Pochi minuti dopo le 6.30 si è consumata la tragedia: il 48enne non accorgendosi dell’arrivo del convoglio è stato travolto e ucciso dalla locomotiva, nonostante il tentativo disperato da parte del macchinista di arrestare il mezzo.

Un impatto terribile, che non ha lasciato scampo a Di Grigoli. Poche ore più tardi, probabilmente anche a causa del grande dolore provato per l’improvvisa scomparsa del figlio, era purtroppo deceduto anche il padre, Gioacchino Di Grigoli, di 71 anni.

LE INDAGINI. Subito dopo la tragedia la Procura di Agrigento ha avviato una serie di indagini al termine delle quali il Pm Cecilia Baravelli aveva chiesto l’archiviazione del caso.

“A nostro avviso, invece, sussistevano profili di responsabilità molto evidenti – commenta Diego Ferraro, responsabile di Giesse Canicattì – I nostri tecnici già durante un primo sopralluogo avevano rilevato infatti la presenza proprio nei pressi del punto di impatto, di un albero di alloro che poteva avere chiaramente ostruito la visuale del macchinista”.

Da qui l’opposizione, tramite il legale fiduciario Rita Parla, basata proprio sulla presenza dell’arbusto a poca distanza dai binari.

“Il DPR 753/80 all’articolo 52 recita testualmente che lungo i tracciati delle ferrovie è vietato far crescere piante ad una distanza minore di 6 metri dalla più vicina rotaia – sottolinea Ferraro di Giesse – Eppure i nostri tecnici hanno rilevato la presenza di questo arbusto, alto 1 metro e 70 e largo 2 metri, a meno di 3 metri dai binari”.

Il Gup Stefano Zammuto, letta e accolta la richiesta di opposizione, ha così ordinato nuove indagini al Pm Baravelli, che ha nominato a questo punto due consulenti tecnici per ricostruire l’incidente, gli ingegneri Luigi Cannizzaro e Antonio Giallanza.

“La presenza dell’arbusto è sicuramente irregolare, considerata la distanza delle radici dalla rotaia di metri 2,80 – si legge tra le conclusioni della perizia – La sua presenza con il folto fogliame è in evidente rapporto causale con l’incidente che ha provocato la morte di Di Grigoli in quanto ha impedito al macchinista del treno di azionare in tempo la segnalazione acustica e la frenata di emergenza. Tali azioni avrebbero impedito l’impatto devastante del treno con la vittima”.

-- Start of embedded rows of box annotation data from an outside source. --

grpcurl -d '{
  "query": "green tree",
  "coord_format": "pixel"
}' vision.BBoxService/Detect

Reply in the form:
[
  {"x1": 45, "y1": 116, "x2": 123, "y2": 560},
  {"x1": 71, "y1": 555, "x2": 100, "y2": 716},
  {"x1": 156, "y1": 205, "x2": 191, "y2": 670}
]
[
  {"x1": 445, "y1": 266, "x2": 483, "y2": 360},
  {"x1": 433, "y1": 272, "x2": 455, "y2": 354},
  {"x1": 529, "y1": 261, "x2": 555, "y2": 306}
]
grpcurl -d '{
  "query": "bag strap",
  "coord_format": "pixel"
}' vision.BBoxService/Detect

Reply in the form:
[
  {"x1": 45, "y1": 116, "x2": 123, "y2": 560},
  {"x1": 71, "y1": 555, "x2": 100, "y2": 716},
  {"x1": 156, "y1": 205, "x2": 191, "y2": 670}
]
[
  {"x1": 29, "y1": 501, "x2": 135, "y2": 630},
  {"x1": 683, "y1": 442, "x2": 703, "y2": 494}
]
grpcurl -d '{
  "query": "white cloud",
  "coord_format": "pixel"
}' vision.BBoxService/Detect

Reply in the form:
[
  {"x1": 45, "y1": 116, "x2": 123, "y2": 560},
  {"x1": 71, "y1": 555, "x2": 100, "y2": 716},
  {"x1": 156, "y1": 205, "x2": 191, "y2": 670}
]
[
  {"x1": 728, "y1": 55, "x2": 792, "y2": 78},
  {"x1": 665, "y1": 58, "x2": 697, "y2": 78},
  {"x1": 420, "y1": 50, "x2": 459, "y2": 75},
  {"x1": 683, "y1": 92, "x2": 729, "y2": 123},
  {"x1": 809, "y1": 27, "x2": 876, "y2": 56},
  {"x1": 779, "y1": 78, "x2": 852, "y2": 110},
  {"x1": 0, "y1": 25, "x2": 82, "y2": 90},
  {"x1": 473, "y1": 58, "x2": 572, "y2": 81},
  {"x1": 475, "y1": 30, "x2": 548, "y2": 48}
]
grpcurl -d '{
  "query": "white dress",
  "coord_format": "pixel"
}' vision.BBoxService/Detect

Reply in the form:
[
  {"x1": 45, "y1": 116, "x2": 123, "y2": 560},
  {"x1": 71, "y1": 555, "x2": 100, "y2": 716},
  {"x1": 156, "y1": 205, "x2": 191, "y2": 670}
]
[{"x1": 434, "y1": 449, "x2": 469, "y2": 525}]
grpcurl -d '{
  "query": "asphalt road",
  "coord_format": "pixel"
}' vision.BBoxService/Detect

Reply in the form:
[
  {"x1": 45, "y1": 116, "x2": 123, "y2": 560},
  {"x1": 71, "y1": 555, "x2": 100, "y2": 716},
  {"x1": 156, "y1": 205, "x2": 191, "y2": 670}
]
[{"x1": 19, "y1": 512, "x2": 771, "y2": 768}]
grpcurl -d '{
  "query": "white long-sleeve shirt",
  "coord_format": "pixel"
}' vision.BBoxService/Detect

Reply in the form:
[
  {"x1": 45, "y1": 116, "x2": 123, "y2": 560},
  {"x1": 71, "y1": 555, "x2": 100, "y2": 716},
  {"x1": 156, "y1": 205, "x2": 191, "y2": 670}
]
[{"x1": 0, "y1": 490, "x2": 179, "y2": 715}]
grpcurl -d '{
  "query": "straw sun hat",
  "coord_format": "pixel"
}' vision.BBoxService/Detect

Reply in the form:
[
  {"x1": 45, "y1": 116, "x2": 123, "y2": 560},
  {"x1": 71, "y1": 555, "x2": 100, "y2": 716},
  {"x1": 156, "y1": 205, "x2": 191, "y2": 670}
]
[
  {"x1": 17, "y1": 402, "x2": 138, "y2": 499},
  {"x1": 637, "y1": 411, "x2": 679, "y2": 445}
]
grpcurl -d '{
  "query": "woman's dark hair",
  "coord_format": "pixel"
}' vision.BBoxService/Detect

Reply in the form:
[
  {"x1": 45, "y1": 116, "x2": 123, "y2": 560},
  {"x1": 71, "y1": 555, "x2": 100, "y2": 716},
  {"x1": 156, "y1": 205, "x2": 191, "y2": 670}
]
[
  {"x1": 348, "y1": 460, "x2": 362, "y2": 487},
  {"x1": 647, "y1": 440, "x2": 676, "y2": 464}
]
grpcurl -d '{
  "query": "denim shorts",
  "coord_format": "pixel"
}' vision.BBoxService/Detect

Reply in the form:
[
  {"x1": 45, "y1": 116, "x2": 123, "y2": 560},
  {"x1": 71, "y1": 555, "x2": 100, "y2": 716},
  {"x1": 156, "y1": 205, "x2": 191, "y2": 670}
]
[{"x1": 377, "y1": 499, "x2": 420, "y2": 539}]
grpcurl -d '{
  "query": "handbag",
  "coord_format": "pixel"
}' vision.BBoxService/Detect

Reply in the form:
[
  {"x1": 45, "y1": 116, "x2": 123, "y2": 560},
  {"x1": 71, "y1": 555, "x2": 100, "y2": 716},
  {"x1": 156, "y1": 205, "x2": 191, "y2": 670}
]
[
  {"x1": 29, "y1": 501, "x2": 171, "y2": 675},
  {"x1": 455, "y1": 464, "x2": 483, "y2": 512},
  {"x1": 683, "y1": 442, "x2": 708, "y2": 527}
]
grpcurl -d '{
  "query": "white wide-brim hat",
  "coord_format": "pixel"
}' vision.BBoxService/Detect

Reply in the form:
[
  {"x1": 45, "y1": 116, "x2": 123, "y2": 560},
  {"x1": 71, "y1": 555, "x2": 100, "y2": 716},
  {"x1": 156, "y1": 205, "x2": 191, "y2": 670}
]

Letto il parere dei propri periti, il Pm Baravelli ha dunque chiesto il rinvio a giudizio di M.M., richiesta accolta ora dal GIP Raimondo con decreto che dispone il giudizio dinanzi al giudice Michele Dubini, il 20 marzo dell’anno prossimo.

“Avevamo promesso ai familiari che avremmo fatto piena luce su questa tragedia – conclude Ferraro di Giesse – Non possiamo che ringraziare sia i nostri tecnici che Rita Parla che la Procura per non essersi fermati alle prime apparenze, andando ad approfondire ogni aspetto necessario. Subito dopo l’incidente l’arbusto è stato prontamente tagliato e gli accessi alla ferrovia, fino a quel momento liberi, sono stati transennati. Anche questi sono elementi che fanno capire chiaramente quanto questa tragedia potesse essere evitata”.